Первобытный человек знал все это - все то, чего не знаем мы и что мы так охотно забываем; и он рассказывал об этих подвигах животных в своих сказках, украшая смелость и самопожертвова­ние их своею первобытной поэзией и подражая им в своих рели­гиозных обрядах, неправильно называемых теперь «танцами».

Еще менее первобытный дикарь мог не знать о больших пере­селениях животных. Он даже следовал за ними, как теперь делают чукчи, которые перекочевывают вслед за стадами диких оленей, когда тучи комаров гонят их из одной части Чукотского полуост­рова в другую, или как лапландец следует за стадами полу­ручных оленей в их не от него зависящих кочевках. И если мы, с нашей книжной ученостью и незнанием природы, не можем объ­яснить себе, как это животные, разбросанные группами по громад­ной территории, ухитряются собраться тысячами в данном месте, чтобы переплыть реку (как я это видел на Амуре) или двинуться на север, юг или запад, то наши предки, считавшие животных бо­лее мудрыми, чем самих себя, нисколько не удивлялись таким соглашениям, как и теперь не удивляются им дикари. Для них все животные - звери, птицы и рыбы - находятся в постоянном об­щении между собой. Они предостерегают друг друга едва замет­ными знаками или звуками; они осведомляют друг друга обо вся­кого рода событиях и таким образом составляют одно громадное сообщество, имеющее свои обычаи учтивого обращения и доброго соседства. Даже до сего дня глубокие следы такого понимания жизни животных сохранились в сказках и пословицах всех на­родов.

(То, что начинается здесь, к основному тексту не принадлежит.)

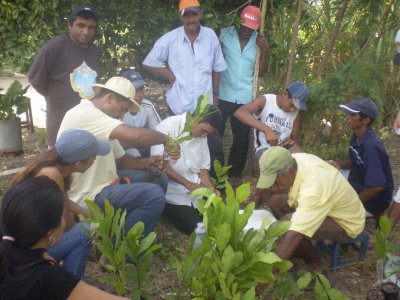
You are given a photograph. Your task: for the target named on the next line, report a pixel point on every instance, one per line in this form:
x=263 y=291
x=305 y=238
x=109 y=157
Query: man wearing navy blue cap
x=279 y=121
x=369 y=165
x=66 y=68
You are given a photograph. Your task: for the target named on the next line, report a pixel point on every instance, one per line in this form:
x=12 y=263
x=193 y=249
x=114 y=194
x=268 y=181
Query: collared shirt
x=195 y=156
x=371 y=168
x=103 y=171
x=192 y=65
x=146 y=117
x=320 y=191
x=236 y=82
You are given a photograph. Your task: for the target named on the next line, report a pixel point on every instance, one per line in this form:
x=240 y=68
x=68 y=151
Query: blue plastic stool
x=334 y=249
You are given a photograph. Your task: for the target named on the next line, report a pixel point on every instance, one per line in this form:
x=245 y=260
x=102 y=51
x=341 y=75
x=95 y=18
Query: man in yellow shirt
x=318 y=200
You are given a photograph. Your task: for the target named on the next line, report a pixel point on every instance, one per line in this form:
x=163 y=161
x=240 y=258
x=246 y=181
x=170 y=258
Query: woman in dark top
x=31 y=222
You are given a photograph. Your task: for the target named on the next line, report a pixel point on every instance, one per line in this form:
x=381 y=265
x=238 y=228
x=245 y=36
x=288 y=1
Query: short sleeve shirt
x=371 y=168
x=320 y=191
x=236 y=82
x=103 y=171
x=192 y=65
x=195 y=156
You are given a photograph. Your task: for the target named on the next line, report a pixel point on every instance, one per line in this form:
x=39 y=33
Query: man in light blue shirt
x=239 y=47
x=193 y=59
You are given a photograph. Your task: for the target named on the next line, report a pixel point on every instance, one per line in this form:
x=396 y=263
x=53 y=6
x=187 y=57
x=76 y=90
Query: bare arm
x=137 y=137
x=83 y=291
x=288 y=244
x=77 y=209
x=174 y=176
x=40 y=89
x=245 y=115
x=140 y=163
x=341 y=164
x=263 y=45
x=396 y=123
x=215 y=80
x=369 y=192
x=295 y=136
x=161 y=72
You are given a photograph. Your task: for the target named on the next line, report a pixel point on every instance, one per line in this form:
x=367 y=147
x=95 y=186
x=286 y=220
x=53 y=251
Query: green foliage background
x=360 y=64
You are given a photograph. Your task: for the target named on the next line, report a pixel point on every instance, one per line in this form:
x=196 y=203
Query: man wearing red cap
x=235 y=89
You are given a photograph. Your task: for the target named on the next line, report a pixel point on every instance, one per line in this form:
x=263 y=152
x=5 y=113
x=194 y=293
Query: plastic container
x=200 y=231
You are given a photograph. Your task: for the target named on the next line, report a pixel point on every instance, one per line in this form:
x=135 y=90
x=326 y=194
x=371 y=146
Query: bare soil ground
x=354 y=278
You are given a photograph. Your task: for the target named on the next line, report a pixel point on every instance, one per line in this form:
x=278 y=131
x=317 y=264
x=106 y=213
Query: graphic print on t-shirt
x=82 y=79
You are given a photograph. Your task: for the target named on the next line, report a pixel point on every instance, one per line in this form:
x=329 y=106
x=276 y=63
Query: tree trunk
x=294 y=42
x=250 y=151
x=383 y=22
x=332 y=40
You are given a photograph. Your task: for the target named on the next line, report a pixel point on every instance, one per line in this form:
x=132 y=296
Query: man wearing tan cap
x=318 y=200
x=101 y=117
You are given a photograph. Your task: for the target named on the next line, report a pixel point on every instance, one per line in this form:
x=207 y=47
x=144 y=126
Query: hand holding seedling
x=158 y=162
x=288 y=143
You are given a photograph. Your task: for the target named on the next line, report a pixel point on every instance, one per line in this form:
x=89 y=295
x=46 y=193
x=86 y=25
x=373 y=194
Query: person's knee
x=277 y=203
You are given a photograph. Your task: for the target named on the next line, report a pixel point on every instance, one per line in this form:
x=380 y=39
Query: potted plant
x=12 y=104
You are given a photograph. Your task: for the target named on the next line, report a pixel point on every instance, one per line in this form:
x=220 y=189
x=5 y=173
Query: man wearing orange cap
x=194 y=60
x=239 y=46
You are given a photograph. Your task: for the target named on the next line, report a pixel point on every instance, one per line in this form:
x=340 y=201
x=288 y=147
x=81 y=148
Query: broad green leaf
x=223 y=236
x=277 y=229
x=385 y=225
x=250 y=294
x=304 y=281
x=269 y=258
x=228 y=259
x=243 y=192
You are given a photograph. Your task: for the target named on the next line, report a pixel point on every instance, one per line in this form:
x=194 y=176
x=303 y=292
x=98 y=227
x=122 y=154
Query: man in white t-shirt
x=279 y=118
x=100 y=116
x=189 y=172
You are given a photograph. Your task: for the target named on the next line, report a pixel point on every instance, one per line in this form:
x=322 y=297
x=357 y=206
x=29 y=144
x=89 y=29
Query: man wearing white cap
x=318 y=200
x=100 y=116
x=279 y=117
x=239 y=47
x=368 y=162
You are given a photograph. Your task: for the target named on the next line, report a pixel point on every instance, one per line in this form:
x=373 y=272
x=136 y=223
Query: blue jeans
x=142 y=201
x=145 y=176
x=73 y=250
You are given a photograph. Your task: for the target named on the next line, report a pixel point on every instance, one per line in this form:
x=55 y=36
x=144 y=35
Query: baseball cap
x=300 y=94
x=77 y=144
x=189 y=5
x=271 y=162
x=83 y=8
x=360 y=105
x=251 y=17
x=134 y=77
x=121 y=86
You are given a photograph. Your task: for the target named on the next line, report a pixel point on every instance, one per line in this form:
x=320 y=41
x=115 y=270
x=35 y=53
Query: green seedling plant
x=13 y=102
x=230 y=263
x=107 y=231
x=382 y=244
x=202 y=108
x=222 y=174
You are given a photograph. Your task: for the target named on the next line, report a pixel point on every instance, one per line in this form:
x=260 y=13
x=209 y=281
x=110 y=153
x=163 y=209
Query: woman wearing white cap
x=75 y=151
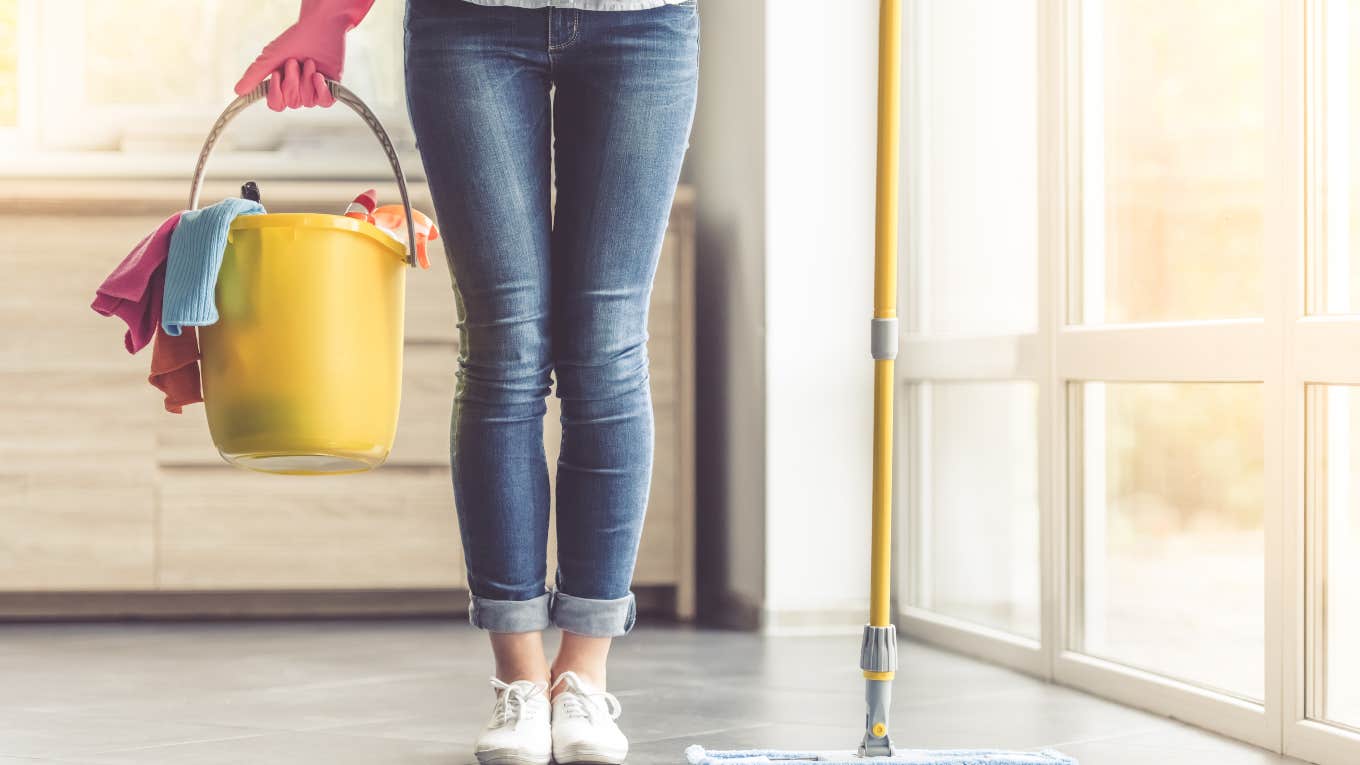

От густонаселенных, оживленных и веселых поселений сурков, сусликов, тарбаганов 34 и т. п. и из колоний бобров, которыми засе­лены были реки послеледникового периода, первобытный чело­век - сам еще бродячее существо - мог узнать выгоды оседлости, прочного жилья и работы сообща. Даже теперь мы видим (я видел это полстолетия тому назад в Забайкалье), что кочевые скотоводы, которых непредусмотрительность поразительна, узнают у тарба­гана (Tamias striatus) пользу земледелия и запасливости, так как каждую осень они грабят его подземные склады и берут себе его запасы съедобных луковиц. Дарвин уже упоминает, как дикари в голодный год учились у обезьян-бабуинов 35, какие плоды каких деревьев и кустарников могут служить подспорьем в пище. Нет никакого сомнения, что амбары мелких грызунов с запасами вся­ких съедобных семян должны были подать человеку первую мысль о возделывании злаков. В сущности, священные книги Востока содержат немало упоминаний о запасливости и трудолюбии жи­вотных и ставят их в пример человеку.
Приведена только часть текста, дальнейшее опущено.